‘How do you think we feel?’: Frustration mounts as Marlins start 0-6 after All-Star Break
The Miami Marlins insist they aren’t panicking.
But there’s no denying frustration is starting to appear.
“How do you think we feel?” Marlins starting pitcher Sandy Alcantara asked rhetorically Wednesday. “We feel [expletive] bad because we lost six games in a row.”
After going into the All-Star Break with the second-best record in the National League, the Marlins opened the unofficial second half of the season with a road trip to forget.
Three games in Baltimore against the playoff-contending Orioles. Three losses.
Three games in St. Louis against the not-playoff-contending Cardinals. Three more losses.
It’s the first time this year the Marlins (53-45) have lost six consecutive games and the first time since August 2019 that they went without a win on a road trip of at least six games.
And it put a hit on the Marlins’ playoff hopes. Miami entered the All-Star Break holding the National League’s top wild card spot. Now, they’re on the outside looking in, albeit only a half game behind the Philadelphia Phillies for the third wild-card spot and one and a half games behind the San Francisco Giants and Arizona Diamondbacks, who hold the top two wild-card positions entering Thursday.
According to FanGraphs, the Marlins’ playoff chances entering the All-Star Break were 74.5 percent. The Marlins’ playoff chances entering Thursday’s off day, following the six-game losing streak: 46.8 percent.
“We knew that anytime you have a 162-game season, you’re going to hit adversity,” Marlins utility player Jon Berti said. “It’s probably better to hit it now and respond to it as we continue to grow as a team because there’s definitely going to be a lot of adversity if we want to play in the big games.”

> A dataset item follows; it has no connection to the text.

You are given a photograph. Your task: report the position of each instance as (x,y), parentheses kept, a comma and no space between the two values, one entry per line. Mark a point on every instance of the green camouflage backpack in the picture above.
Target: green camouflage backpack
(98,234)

As Berti noted, losing streaks happen with every team. Every team in MLB has lost at least four consecutive games at one point this season. Fifteen teams, half the league, has at least one losing streak of six games, including the playoff-contending Tampa Bay Rays (seven consecutive games), Phillies, Cincinnati Reds and Milwaukee Brewers. The Rays and Atlanta Braves, the top teams in each league entering the break, are currently on four-game losing streaks.
The timing of Miami’s longest losing streak of the season is unfortunate.
Their previous season-long losing streak before this one was five games in early May when they were swept in a three-game home series against the Braves May 2-4 and then dropped the first two games of a road series against the Chicago Cubs May 5-6 to fall to 16-18 early in the season.
Miami went 37-21 the rest of the way into the All-Star Break, before they dropped these six games just more than a week and a half before MLB’s trade deadline. The Marlins are poised to be buyers. Stopping this skid and stringing together a few wins before the Aug. 1 deadline would do wonders to assure the front office that adding to the roster for a playoff push — ideally an impact bat and a right-handed reliever — is the move to make.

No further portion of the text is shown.